API key for the OrcaDB instance. If not provided, the ORCADB_API_KEY environment variable or the credentials encoded in the uri are used
secret_key (str | None, default: None ) –

Secret key for the OrcaDB instance. If not provided, the ORCADB_SECRET_KEY environment variable or the credentials encoded in the uri are used.
database (str | None, default: None ) –

Name of the database. Do not provide this if it is already encoded in the uri.
table (str | None, default: None ) –

Name of the table. Do not provide this if it is already encoded in the uri.
embedding_model (EmbeddingModel, default: GTE_BASE ) –

Embedding model to use for semantic similarity search.
reranker (Reranker | None, default: None ) –

optional reranking model to use during lookup.

Examples:

Infer connection details from the ORCADB_URL, ORCADB_API_KEY, and ORCADB_SECRET_KEY environment variables:

>>> import os
>>> os.environ["ORCADB_URL"] = "https://<my-api-key>:<my-secret-key>@instance.orcadb.cloud/my-db"
>>> LabeledMemoryset()
LabeledMemoryset(table="memories", database="my-db")
>>> LabeledMemoryset("my_memories_table")
LabeledMemoryset(table="my_memories_table", database="my-db")
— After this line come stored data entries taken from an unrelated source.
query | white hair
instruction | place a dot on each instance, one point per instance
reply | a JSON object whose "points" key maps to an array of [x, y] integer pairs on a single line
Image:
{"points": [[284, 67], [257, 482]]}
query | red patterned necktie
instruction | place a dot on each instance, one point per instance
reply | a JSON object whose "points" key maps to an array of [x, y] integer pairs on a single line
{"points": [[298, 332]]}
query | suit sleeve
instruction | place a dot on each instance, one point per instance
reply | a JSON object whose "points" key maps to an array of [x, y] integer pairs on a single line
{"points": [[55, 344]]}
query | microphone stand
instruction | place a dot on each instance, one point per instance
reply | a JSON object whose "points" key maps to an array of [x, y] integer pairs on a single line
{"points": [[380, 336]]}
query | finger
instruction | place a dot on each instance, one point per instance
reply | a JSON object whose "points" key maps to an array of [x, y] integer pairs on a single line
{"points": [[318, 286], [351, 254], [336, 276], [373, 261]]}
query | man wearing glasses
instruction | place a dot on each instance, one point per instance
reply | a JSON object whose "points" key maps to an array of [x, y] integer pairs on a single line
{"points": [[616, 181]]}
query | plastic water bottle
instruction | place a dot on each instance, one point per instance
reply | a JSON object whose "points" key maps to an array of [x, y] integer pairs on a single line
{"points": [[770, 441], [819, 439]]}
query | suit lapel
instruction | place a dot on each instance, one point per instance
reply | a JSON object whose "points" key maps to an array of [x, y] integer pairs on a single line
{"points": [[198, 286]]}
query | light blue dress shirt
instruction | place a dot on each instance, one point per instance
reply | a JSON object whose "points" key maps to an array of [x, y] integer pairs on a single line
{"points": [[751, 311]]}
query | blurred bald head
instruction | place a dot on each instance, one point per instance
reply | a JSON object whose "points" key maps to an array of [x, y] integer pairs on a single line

All connection details can be fully encoded in the the uri:

>>> LabeledMemoryset("https://<my-api-key>:<my-secret-key>@instance.orcadb.cloud/my-db/my-memories-table")
LabeledMemoryset(table="my-memories-table", database="my-db")

Or they can be provided explicitly:

>>> LabeledMemoryset(
...    "https://instance.orcadb.cloud",
...    api_key="my-api-key",
...    secret_key="my-secret-key",
...    database="my-db",
...    table="my-memories-table"
... )
LabeledMemoryset(table="my-memories-table", database="my-db")

insert #

insert(dataset, log=True)

Inserts a dataset into the LabeledMemoryset database.

For dict-like or list of dict-like datasets, there must be a label key and one of the following keys: text, image, or value. If there are only two keys and one is label, the other will be inferred to be value.

For list-like datasets, the first element of each tuple must be the value and the second must be the label.

Parameters:

dataset (DatasetLike) –

data to insert into the memoryset
log (bool, default: True ) –

whether to show a progressbar and log messages

Examples:

Example 1: Inserting a dictionary-like dataset#

>>> dataset = [{
...    "text": "text 1",
...    "label": 0
... }]
>>> memoryset = LabeledMemoryset("file:///path/to/memoryset")
>>> memoryset.insert(dataset)

Example 2: Inserting a list-like dataset#

>>> dataset = [
...    ("text 1", 0),
...    ("text 2", 1)
]
>>> memoryset = LabeledMemoryset("file:///path/to/memoryset")
>>> memoryset.insert(dataset)

Example 3: Inserting a Hugging Face Dataset#

from datasets import Dataset

>>> dataset = load_dataset("frgfm/imagenette", "320px")
>>> memoryset = LabeledMemoryset("file:///path/to/memoryset")
>>> memoryset.insert(dataset)

lookup #

lookup(
    query,
    *,
    column_oriented=False,
    k=1,
    batch_size=32,
    run_ids=None,
    rerank=None,
    log=False
)

Retrieves the most similar memories to the query from the memoryset.

Parameters:

query (InputType | list[InputType] | ndarray) –

The query to retrieve memories for. Can be a single value, a list of values, or a numpy array with value embeddings.
k (int, default: 1 ) –

The number of memories to retrieve.
batch_size (int, default: 32 ) –

The number of queries to process at a time.
run_ids (list[int] | None, default: None ) –

A list of run IDs to track with the lookup.
rerank (bool | None, default: None ) –

Whether to rerank the results. If None (default), results will be reranked if a reranker is attached to the Memoryset.
log (bool, default: False ) –

Whether to log the lookup process and show progress bars.

Returns:

list[list[LabeledMemoryLookup]] | list[MemoryLookupResults] –

A list of lists of LabeledMemoryLookups, where each inner list contains the k most similar memories to the corresponding query.

Examples:

Example 1: Retrieving the most similar memory to a single example#

>>> memoryset = LabeledMemoryset("file:///path/to/memoryset")
>>> query = "Apple"
>>> memories = memoryset.lookup(query, k=1)
[
    [
        LabeledMemoryLookup(
            value='Orange',
            memory_id=12,
            memory_version=1,
            label=0,
            label_name='fruit',
            embedding=array([...], dtype=float32),
            metadata=None,
            lookup_score=.98,
            reranker_score=None,
            reranker_embedding=None
        )
    ]
]

to_list #

to_list(limit=None)

Get a list of all the memories in the memoryset.

Returns:

list[LabeledMemory] –

list containing the memories

to_pandas #

to_pandas(limit=None)

Get a DataFrame representation of the memoryset.

Returns:

DataFrame –

DataFrame containing the memories

update_embedding_model #

update_embedding_model(embedding_model, destination=None)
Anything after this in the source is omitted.